Charles E. Kaufman Foundation

2013 New Initiative Grant

Veronica Hinman, Ph.D. (PI) Associate Professor, Department of Biological Sciences, Carnegie Mellon University

Jonathan Minden, Ph.D. (co-PI) Professor, Department of Biological Sciences, Carnegie Mellon University

Bruce Alan Armitage, Ph.D. (co-PI) Professor, Department of Chemistry, Carnegie Mellon University

Danith H. Ly, Ph.D. (co-PI) Associate Professor, Department of Chemistry, Carnegie Mellon University

Developing a Sea Star Model for Regenerative Biology


Abstract

Humans have little capacity to regenerate. However, human tissues could potentially be reengineered if the mechanisms controlling this process in animals that do regenerate were well enough understood. Unfortunately the genetically tractable organisms, e.g. Drosophila and C.elegans, that have driven much of our knowledge of development have little regenerative capacity. Regenerative biology thus remains highly unexplored. While vertebrate animals and humans in particular have generally poor regenerative capabilities, members of their closest invertebrate phylum, sea stars, have extraordinary abilities to regenerate. The sea star larva is a newly emerged model system for understanding the regulatory mechanisms of cell specification during early development.

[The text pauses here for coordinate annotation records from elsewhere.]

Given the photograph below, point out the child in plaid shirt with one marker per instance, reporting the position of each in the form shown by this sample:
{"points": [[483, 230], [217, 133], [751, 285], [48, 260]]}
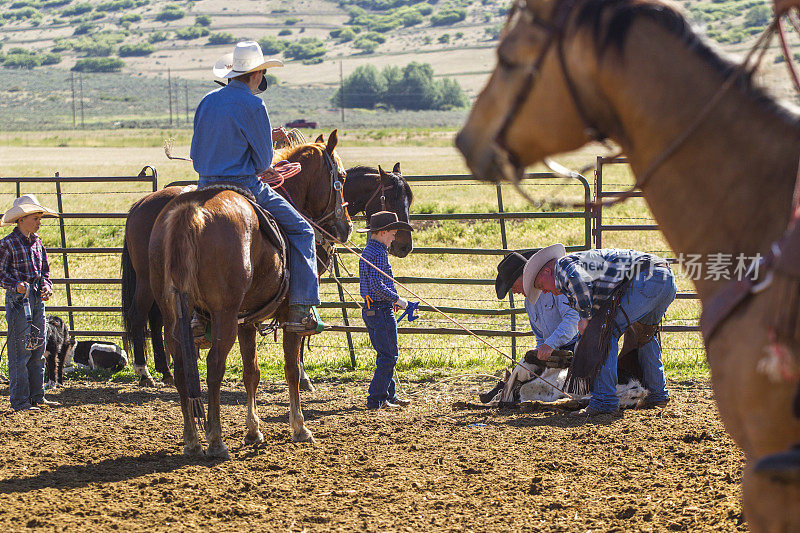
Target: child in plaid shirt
{"points": [[381, 298], [24, 270]]}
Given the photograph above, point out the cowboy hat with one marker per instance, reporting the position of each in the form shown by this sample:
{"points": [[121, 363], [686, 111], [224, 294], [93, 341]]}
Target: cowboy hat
{"points": [[245, 58], [27, 204], [385, 221], [535, 264]]}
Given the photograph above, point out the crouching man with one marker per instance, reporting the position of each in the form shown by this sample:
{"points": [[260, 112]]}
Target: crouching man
{"points": [[620, 289], [553, 321]]}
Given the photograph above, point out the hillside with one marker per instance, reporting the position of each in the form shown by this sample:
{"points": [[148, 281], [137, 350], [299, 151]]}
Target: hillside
{"points": [[318, 40]]}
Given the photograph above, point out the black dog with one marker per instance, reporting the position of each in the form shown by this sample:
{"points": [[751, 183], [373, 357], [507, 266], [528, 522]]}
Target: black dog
{"points": [[58, 348]]}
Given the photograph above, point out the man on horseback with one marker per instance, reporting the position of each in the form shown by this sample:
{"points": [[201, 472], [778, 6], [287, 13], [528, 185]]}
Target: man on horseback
{"points": [[616, 290], [232, 143]]}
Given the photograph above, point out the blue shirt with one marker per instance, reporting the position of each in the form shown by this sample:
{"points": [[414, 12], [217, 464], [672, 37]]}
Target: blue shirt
{"points": [[232, 134], [553, 321], [589, 277], [373, 283]]}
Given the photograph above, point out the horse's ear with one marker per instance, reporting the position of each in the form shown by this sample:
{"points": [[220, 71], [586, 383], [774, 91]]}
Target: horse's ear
{"points": [[333, 140]]}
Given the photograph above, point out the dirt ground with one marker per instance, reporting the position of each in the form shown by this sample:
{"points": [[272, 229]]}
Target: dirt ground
{"points": [[110, 458]]}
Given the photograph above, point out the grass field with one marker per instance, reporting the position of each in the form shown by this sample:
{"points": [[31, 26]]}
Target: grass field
{"points": [[125, 152]]}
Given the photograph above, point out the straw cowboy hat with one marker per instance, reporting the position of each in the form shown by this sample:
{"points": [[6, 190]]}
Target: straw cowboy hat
{"points": [[385, 221], [246, 57], [27, 204], [535, 264]]}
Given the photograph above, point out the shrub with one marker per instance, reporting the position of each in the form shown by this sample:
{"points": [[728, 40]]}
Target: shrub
{"points": [[221, 38], [170, 12], [99, 64], [76, 9], [192, 32], [157, 37], [140, 49], [130, 17], [272, 45]]}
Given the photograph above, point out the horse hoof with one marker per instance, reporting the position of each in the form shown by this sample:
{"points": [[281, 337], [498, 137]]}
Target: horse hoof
{"points": [[258, 438], [217, 452], [147, 381], [304, 435], [193, 452]]}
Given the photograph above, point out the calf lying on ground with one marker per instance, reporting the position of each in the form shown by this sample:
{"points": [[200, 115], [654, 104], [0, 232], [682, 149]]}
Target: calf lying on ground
{"points": [[58, 349]]}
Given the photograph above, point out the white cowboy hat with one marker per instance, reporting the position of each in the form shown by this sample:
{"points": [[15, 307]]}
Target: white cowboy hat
{"points": [[246, 57], [27, 204], [535, 264]]}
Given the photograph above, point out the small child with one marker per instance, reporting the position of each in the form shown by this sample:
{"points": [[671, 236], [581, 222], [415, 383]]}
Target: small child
{"points": [[381, 298], [24, 270]]}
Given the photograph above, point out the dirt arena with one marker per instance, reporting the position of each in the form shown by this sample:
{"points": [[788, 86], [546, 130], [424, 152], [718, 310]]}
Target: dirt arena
{"points": [[110, 458]]}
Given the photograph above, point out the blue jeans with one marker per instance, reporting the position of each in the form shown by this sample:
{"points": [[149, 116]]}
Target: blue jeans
{"points": [[382, 329], [303, 279], [646, 301], [25, 367]]}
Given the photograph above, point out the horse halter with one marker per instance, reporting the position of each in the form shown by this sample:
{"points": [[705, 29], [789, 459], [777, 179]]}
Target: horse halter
{"points": [[509, 162]]}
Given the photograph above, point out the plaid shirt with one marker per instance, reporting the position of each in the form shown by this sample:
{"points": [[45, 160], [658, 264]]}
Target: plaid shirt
{"points": [[373, 283], [23, 259], [588, 278]]}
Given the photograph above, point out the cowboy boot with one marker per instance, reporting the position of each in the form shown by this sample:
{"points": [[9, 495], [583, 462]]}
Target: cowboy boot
{"points": [[304, 320]]}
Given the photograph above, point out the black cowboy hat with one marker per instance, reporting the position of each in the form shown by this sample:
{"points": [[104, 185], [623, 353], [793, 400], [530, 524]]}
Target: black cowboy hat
{"points": [[509, 270], [385, 221]]}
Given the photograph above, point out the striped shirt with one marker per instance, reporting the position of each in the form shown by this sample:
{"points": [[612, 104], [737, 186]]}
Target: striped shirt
{"points": [[373, 283], [589, 277], [23, 259]]}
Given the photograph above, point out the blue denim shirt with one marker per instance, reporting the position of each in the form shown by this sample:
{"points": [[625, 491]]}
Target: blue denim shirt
{"points": [[232, 134], [553, 321]]}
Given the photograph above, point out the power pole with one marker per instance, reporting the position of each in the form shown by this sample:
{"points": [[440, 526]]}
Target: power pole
{"points": [[72, 84], [169, 89], [341, 90]]}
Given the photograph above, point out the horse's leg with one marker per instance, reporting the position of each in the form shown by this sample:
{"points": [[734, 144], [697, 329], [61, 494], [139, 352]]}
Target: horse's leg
{"points": [[224, 329], [157, 338], [191, 441], [305, 381], [251, 375], [291, 368]]}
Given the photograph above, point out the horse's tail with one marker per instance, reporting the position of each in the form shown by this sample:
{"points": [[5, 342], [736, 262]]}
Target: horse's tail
{"points": [[183, 225]]}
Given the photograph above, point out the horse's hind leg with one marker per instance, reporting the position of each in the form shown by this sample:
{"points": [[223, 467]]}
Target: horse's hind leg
{"points": [[252, 376], [224, 328], [291, 368]]}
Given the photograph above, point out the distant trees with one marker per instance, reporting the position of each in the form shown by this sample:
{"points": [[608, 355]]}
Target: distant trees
{"points": [[410, 87]]}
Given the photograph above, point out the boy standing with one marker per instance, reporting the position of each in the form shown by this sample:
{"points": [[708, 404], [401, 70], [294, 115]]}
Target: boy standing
{"points": [[380, 297], [24, 271]]}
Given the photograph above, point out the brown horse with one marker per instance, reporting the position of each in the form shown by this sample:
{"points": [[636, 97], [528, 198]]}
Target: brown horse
{"points": [[634, 71], [137, 297], [207, 247]]}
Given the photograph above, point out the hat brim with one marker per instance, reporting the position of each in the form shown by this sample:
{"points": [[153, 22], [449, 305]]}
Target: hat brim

This proposal will be capitalize on and extend this knowledge to take advantage of the inherent biology of this organism to develop it as model system for understanding cell specification during regeneration. In this proposal we will profile the changes in gene expression and protein modification during early regeneration and begin to build gene regulatory network models of this process. An integral component of this proposal is also to develop enhanced tools for manipulating gene function and analyzing gene expression in regenerating larvae. These tools are also likely to be widely useful for any developmental model system.